Fueron los padres de Vera los que habían querido mudarse. Ella, por el contrario, estaba muy contenta con su vida anterior en el pueblo, donde no le faltaban amigos y tenía a sus familiares cerca. Por desgracia, a causa del traslado de su padre, ahora se encontraban en aquel pequeño y viejo piso en la gran urbe, muy lejos de allí, dentro de un bloque encerrado entre otros dos, a cada cual más antiguo.
La impresión que le dio a Vera nada más poner un pie en el apartamento fue que el suelo bajo sus pies se iba a vencer bajo su peso. Torció el gesto mientras miraba en derredor. Lo odió al instante.

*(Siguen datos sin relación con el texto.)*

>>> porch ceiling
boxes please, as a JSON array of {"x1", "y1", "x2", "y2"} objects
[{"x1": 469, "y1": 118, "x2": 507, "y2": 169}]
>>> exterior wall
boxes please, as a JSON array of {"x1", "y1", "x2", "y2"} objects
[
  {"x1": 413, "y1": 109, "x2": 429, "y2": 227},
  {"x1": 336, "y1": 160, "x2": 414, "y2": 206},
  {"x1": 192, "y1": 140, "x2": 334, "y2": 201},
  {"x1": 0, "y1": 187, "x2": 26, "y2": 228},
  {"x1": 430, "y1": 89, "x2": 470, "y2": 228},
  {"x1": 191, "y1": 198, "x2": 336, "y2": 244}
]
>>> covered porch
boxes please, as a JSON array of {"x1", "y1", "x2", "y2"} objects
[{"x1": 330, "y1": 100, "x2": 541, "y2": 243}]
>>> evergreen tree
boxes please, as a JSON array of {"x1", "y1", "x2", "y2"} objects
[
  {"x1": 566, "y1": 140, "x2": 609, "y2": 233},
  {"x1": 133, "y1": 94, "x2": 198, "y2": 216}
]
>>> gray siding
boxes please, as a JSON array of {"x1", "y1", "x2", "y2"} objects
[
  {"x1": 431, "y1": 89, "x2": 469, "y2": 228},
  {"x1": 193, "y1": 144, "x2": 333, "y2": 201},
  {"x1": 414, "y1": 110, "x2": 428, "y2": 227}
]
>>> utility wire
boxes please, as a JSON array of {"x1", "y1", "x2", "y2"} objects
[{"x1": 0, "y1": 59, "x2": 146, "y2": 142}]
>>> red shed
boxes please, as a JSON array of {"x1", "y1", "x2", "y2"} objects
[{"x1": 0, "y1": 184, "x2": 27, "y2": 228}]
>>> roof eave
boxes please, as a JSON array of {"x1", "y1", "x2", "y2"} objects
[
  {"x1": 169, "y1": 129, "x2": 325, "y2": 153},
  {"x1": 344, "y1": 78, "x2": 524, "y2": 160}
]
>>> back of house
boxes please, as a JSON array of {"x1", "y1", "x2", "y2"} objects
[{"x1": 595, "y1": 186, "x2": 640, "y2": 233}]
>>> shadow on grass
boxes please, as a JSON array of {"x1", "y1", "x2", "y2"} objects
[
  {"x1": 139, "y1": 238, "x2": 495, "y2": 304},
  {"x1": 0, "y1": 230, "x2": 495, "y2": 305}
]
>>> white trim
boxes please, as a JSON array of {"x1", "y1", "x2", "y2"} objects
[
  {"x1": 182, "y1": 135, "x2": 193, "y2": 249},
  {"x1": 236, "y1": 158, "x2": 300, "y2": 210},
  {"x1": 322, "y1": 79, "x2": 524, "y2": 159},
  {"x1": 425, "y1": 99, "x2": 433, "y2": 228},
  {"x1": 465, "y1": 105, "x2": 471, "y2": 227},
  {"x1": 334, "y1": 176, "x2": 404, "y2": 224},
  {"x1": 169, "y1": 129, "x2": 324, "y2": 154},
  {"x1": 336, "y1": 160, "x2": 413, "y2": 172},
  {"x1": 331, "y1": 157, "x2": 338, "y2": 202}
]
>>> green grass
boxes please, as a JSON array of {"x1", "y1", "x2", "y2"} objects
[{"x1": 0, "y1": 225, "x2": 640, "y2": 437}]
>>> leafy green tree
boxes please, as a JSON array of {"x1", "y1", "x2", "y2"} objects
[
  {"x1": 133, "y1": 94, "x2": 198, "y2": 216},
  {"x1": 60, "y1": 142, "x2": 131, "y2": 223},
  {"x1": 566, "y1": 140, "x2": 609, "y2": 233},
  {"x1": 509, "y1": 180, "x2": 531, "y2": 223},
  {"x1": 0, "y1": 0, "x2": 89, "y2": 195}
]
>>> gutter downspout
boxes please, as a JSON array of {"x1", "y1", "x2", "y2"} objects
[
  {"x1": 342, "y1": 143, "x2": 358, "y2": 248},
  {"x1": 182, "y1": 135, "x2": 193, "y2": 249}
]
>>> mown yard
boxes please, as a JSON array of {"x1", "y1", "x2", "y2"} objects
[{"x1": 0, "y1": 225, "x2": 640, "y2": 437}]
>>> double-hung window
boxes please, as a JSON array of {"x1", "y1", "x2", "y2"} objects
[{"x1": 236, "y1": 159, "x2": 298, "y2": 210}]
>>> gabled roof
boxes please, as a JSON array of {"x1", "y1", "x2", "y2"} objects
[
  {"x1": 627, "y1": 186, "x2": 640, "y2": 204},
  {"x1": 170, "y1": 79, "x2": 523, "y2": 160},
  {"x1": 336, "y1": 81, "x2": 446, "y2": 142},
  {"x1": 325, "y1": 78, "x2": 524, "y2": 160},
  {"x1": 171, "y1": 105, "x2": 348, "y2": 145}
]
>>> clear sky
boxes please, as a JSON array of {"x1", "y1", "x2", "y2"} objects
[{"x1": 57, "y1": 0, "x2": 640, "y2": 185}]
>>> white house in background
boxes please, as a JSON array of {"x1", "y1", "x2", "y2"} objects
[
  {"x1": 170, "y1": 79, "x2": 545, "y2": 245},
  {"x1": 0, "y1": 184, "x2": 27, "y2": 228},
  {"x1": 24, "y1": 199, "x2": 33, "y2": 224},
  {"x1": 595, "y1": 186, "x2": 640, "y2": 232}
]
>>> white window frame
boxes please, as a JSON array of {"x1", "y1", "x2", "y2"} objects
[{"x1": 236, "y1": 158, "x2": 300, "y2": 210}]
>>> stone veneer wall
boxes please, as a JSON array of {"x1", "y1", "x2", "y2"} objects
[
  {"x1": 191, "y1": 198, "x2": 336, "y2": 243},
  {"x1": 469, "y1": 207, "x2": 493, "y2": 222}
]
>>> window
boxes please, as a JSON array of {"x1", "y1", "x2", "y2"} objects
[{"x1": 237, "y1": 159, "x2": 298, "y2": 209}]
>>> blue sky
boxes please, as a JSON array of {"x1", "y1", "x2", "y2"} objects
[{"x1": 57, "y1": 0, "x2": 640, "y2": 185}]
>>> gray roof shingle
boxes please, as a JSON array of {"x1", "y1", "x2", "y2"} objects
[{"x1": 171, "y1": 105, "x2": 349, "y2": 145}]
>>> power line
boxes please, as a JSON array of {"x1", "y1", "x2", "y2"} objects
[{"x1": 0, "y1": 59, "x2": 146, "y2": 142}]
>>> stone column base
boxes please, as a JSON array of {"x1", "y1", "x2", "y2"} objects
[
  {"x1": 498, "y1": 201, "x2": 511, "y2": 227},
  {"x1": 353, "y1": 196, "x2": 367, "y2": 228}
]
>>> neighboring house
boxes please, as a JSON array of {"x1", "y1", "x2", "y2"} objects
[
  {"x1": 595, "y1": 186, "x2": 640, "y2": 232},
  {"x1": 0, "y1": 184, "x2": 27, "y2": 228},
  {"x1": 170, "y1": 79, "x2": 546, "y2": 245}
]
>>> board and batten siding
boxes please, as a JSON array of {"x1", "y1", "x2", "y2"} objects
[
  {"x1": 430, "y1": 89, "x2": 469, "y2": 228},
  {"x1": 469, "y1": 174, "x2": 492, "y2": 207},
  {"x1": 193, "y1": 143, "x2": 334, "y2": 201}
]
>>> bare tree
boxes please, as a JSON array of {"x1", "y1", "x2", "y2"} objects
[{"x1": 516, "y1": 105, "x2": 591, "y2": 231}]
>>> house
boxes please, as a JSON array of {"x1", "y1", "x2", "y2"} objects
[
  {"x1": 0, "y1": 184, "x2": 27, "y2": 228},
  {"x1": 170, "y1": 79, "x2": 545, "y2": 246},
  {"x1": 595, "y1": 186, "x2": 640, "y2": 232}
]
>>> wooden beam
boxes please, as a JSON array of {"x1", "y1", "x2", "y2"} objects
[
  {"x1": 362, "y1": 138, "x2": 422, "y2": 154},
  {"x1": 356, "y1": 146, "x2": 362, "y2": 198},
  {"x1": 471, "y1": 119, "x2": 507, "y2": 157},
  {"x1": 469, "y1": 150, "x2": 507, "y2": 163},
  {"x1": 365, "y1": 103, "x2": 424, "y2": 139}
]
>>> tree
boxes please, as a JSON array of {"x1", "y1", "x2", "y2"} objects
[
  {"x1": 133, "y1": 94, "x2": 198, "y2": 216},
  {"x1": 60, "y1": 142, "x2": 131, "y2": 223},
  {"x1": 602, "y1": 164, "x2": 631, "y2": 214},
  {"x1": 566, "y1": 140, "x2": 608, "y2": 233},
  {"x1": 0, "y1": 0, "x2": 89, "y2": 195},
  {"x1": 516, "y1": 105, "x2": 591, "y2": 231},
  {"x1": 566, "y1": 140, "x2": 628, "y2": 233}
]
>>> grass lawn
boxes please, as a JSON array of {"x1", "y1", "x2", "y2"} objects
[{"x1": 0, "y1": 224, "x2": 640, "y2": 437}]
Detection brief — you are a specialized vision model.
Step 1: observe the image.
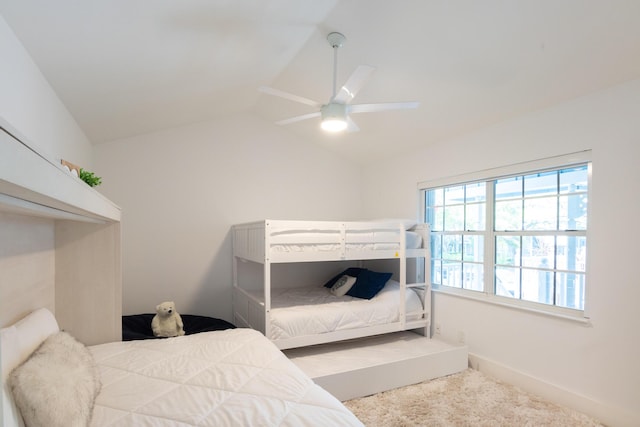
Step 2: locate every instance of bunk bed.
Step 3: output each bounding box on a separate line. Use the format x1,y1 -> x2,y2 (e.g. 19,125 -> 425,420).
232,220 -> 431,349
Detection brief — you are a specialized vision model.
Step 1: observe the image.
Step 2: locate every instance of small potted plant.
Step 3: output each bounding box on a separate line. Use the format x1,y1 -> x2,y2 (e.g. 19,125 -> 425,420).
79,168 -> 102,187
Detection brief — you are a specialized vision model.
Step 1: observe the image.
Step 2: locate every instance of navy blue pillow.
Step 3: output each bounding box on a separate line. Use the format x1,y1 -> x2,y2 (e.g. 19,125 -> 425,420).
347,270 -> 393,299
324,267 -> 366,288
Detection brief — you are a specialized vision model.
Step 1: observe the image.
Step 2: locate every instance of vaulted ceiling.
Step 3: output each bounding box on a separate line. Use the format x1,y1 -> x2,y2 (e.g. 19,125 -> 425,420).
0,0 -> 640,160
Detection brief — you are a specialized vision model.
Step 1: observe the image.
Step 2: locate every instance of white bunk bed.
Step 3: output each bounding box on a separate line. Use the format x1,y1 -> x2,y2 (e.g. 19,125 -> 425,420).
232,220 -> 431,349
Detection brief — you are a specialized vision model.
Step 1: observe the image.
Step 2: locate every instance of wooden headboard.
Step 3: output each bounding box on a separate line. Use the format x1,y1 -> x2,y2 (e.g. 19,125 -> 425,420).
0,118 -> 122,344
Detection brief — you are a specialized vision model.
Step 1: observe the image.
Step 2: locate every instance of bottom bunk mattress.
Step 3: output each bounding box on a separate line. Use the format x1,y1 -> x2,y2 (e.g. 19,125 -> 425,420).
90,329 -> 362,427
254,280 -> 424,340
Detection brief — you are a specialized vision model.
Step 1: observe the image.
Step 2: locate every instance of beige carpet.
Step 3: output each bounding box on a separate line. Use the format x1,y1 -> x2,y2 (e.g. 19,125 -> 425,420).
345,369 -> 602,427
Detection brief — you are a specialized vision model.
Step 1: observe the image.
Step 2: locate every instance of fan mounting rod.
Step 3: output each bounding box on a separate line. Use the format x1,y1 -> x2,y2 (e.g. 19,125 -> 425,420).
327,32 -> 347,101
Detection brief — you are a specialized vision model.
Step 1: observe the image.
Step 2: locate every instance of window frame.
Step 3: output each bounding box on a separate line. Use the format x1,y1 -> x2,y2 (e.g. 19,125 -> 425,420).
417,150 -> 593,322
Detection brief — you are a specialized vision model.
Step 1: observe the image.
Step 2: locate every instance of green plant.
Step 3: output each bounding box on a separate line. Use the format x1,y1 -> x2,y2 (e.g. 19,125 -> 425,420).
80,169 -> 102,187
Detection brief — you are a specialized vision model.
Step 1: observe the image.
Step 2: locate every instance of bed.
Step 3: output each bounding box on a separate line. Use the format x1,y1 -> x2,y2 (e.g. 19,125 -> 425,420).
232,220 -> 431,349
0,309 -> 362,427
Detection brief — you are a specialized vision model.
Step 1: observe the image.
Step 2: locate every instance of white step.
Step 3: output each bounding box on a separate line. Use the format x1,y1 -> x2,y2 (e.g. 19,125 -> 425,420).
284,331 -> 468,401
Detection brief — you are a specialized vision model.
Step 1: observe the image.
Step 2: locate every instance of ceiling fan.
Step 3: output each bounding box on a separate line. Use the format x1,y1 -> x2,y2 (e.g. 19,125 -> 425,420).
258,32 -> 420,132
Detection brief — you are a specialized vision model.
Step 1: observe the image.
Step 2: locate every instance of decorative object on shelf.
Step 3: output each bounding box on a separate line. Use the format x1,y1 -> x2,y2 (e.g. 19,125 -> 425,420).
60,159 -> 80,176
60,159 -> 102,187
80,168 -> 102,187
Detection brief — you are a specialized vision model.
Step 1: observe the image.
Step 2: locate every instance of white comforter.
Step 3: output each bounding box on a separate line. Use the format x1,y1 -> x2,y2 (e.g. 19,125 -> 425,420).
262,280 -> 422,339
90,329 -> 362,427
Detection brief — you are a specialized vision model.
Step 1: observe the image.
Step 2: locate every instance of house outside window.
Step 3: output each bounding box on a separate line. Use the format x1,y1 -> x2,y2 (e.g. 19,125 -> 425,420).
419,152 -> 591,316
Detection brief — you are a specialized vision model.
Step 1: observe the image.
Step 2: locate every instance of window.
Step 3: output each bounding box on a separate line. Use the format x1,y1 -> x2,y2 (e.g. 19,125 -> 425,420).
420,153 -> 590,312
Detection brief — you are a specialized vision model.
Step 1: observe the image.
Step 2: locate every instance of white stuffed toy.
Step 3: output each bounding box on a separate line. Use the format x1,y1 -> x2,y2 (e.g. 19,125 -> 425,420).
151,301 -> 184,337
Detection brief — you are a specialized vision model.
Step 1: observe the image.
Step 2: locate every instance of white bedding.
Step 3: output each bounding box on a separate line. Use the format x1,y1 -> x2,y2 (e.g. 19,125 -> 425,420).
255,280 -> 423,340
271,230 -> 422,252
90,329 -> 362,427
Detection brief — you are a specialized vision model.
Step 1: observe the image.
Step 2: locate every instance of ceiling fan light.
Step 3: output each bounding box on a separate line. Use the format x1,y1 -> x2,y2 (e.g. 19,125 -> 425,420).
320,118 -> 347,132
320,103 -> 347,132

Sus padres intentaron animarla con comentarios positivos, pero no surtió el efecto deseado.
—¡Mira, cariño, qué habitación más grande tienes ahora!
Ciertamente, era más espaciosa que la de su otra casa, pero Vera no contaba con el optimismo suficiente como para olvidar el aspecto general de su nuevo hogar. La habitación constaba de una cama con un costado pegado a la pared y dos escritorios a ambos lados. Las paredes estaban llenas de estanterías en las que podría colocar sus libros. Soltó su mochila y se sentó en el borde del colchón, cubierto de plástico. La cama parecía cómoda, pero, en cuanto pensó en la suciedad que podría tener, se levantó al instante.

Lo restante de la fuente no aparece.